Kreuzweg Poem by TOMAS VENCLOVA

Kreuzweg

Der Pfad lief vom Fahrdamm zur feuchten Wiese
Hinab. Du sahst, wie die Sonne, in einer Mulde
Erlöschend, ein letztes Drahtstück entflammte.
Ein Wappen thronte auf der gestreiften Säule.
Der rauhe Lattich rieb sich dort am Zement.

Nordostwärts hingestreckt lag das schmale,
Geduldige Land, von der Nacht schon umarmt.
Am Rand eines Erlenwäldchens benagte ein Reh
Zarte Triebe. Am Horizont, nur mehr zu ahnen,
War jener See, wo im dämmernden Wasser
Am Ufer ein Kind sich im Spiegel betrachtete,
Ein Kind wie einst du. Und es zog da ein Lied
Durchs Schilf, den Bootssteg streifend, das Datum
Am überwucherten Grabstein. Die Zeit,
Dem Gedächtnis entglitten, dem Biographen,
Bedeutungsvoll ist sie als alles ringsum,
Last, schwer zu ertragen, doch Talisman auch.

Zur Linken drohte, verwildert, ein Dickicht.
Darin eine grimmige Lichtung, die zog den Blick
In Schlamm und Morast, einen brodelnden Sumpf,
Wo unsichtbar Geister tanzten in Scharen,
Grinsend, in räudige Felle gehüllt, dem Gehirn
Eines Kupferstechers entsprungen. Weiter entfernt
Lagen Wiesen, pechschwarz, zertrümmerte Brücken.
Ein Kanal zog sich dort, fern der Städte, ans Meer,
Im Packeis erstarrt, nie von Schiffen belebt.
Jeder wußte: dort wurden Kinder geboren,
Um unterm Tor sich ihr Fixerbesteck zu teilen,
Ihren Zorn, Zigaretten, Kleingeld und Sperma.

Im Rücken - der weißliche Rauch des Gehöfts,
Das Gebell der Hunde, die den Hof bewahren
Vor fremdem Besuch.
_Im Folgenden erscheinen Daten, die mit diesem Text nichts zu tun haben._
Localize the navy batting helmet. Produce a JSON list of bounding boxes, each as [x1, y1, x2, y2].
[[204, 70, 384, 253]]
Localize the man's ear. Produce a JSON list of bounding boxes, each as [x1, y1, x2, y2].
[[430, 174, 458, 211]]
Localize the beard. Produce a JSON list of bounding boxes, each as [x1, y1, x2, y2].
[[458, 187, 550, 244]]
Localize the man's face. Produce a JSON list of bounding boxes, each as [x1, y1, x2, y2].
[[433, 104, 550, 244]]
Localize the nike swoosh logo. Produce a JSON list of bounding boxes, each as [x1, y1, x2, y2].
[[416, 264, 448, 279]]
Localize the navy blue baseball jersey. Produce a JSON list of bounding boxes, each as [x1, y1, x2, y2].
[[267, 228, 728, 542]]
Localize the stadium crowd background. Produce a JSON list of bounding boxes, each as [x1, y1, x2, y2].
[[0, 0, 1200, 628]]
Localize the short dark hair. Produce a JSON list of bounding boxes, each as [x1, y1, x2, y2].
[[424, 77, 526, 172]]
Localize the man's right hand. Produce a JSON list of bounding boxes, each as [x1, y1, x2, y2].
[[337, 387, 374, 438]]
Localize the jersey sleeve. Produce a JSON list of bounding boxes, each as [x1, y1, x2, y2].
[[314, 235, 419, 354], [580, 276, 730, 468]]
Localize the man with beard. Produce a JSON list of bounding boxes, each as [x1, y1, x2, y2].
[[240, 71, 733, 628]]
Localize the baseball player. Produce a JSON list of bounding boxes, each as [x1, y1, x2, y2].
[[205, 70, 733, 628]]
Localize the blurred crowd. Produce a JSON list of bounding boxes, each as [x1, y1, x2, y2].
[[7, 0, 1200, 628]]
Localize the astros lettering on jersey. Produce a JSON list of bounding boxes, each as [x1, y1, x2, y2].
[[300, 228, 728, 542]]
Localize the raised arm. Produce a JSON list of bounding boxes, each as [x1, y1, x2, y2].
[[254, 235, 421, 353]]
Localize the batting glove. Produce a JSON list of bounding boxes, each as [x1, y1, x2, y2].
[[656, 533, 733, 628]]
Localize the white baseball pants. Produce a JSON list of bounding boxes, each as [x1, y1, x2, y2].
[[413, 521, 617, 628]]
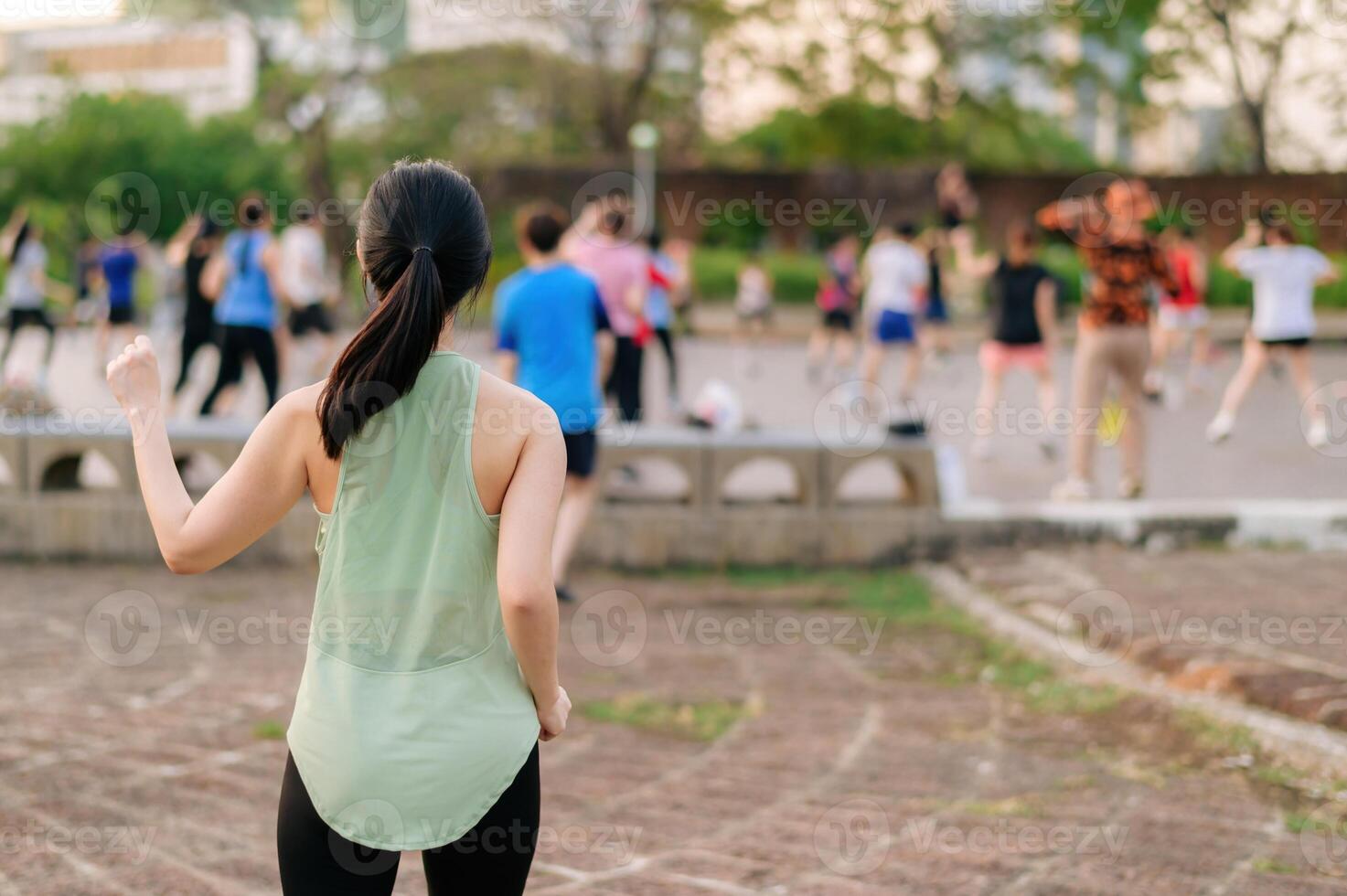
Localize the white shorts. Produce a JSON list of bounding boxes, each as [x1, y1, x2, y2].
[[1160, 304, 1211, 333]]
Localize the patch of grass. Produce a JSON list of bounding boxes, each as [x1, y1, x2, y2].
[[253, 718, 285, 741], [1253, 856, 1299, 874], [1028, 677, 1123, 716], [579, 694, 758, 741], [1250, 765, 1301, 788], [1174, 709, 1261, 757], [954, 796, 1044, 818]]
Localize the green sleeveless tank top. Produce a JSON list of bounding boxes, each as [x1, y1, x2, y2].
[[287, 352, 539, 850]]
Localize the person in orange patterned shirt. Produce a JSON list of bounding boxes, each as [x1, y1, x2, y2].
[[1037, 178, 1177, 500]]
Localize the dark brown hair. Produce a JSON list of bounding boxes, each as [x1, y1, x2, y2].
[[318, 162, 492, 460], [515, 202, 572, 255]]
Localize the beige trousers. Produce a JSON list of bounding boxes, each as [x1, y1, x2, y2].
[[1070, 326, 1150, 483]]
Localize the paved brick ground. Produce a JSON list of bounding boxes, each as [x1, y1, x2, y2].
[[0, 555, 1347, 896]]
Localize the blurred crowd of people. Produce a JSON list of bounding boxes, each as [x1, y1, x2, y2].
[[0, 165, 1338, 504]]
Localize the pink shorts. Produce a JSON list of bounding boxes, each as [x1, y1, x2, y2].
[[978, 339, 1048, 373]]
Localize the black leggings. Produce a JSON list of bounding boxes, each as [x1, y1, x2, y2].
[[276, 743, 539, 896], [173, 325, 211, 395], [604, 336, 646, 421], [655, 326, 678, 393], [200, 326, 280, 416]]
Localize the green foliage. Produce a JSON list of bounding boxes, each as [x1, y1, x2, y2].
[[722, 97, 1093, 171], [692, 248, 823, 304], [579, 694, 758, 741]]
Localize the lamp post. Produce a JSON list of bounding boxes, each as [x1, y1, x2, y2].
[[626, 122, 660, 237]]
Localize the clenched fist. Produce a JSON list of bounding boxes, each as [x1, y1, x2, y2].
[[108, 336, 160, 411]]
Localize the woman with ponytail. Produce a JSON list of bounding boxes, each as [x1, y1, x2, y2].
[[108, 162, 570, 896]]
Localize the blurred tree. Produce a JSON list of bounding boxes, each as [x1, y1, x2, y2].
[[0, 94, 294, 254], [723, 97, 1094, 171], [1157, 0, 1347, 173]]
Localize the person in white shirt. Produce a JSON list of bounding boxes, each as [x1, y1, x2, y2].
[[1207, 222, 1339, 447], [861, 222, 929, 411], [280, 206, 336, 378], [0, 208, 73, 392]]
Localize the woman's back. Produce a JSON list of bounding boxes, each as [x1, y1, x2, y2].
[[288, 352, 539, 850]]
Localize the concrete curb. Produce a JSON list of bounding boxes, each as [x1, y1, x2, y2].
[[919, 564, 1347, 777]]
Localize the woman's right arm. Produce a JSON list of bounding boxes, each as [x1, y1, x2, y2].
[[496, 406, 572, 741]]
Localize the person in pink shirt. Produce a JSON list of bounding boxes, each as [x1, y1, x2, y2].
[[569, 206, 650, 421]]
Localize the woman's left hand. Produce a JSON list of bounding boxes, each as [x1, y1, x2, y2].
[[108, 336, 162, 411]]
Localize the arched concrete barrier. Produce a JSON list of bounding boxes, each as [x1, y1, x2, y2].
[[0, 416, 939, 567]]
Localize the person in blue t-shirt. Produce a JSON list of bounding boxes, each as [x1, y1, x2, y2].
[[200, 196, 280, 416], [493, 205, 612, 601], [94, 234, 140, 376]]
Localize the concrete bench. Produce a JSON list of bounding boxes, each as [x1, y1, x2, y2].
[[0, 415, 940, 567]]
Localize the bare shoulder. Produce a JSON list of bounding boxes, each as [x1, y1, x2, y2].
[[476, 370, 561, 439], [271, 380, 326, 426]]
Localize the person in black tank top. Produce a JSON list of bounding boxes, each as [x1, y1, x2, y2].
[[973, 222, 1057, 460], [168, 217, 221, 398]]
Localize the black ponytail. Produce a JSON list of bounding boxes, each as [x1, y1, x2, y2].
[[318, 162, 492, 460]]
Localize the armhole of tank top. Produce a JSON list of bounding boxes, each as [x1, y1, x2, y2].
[[465, 364, 501, 534], [308, 447, 347, 521]]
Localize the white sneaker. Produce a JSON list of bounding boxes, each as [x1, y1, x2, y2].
[[1207, 411, 1235, 444], [1052, 477, 1094, 501], [1305, 416, 1328, 449]]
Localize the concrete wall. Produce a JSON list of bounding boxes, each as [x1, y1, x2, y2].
[[0, 418, 940, 567]]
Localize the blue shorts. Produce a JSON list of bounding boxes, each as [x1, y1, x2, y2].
[[874, 310, 917, 345]]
Es ist spät geworden.
Am Burghügel winden sich, zwischen den Mulden,
Die schmalen Wege hinauf, selten befahren,
Die Mauern, unverputzt, vom Feuer versiegelt.
Und wennschon, das Schicksal hat's so gewollt:
In meiner Heimat, am dreifachen Kreuzweg,
Wo gleich vor der Haustür die Grenzpfosten ragen
Aus älteren Zeiten, bis gestern noch tödlich,
Bei den unheimlichen Bögen des Viadukts,
Mag sie noch einmal durchquert sein, die Öde.

Berühre das Gras nun, das kühle, der Kindheit.
Hier bist du zuhaus. Soll dreifach rauschen das Meer
In der Muschel der Nacht. Daß die Gnade dich finde:
Einer neuen Ära, die keine Posten mehr braucht,
Einer Luft, die sich sehnt nach der einzelnen Stimme.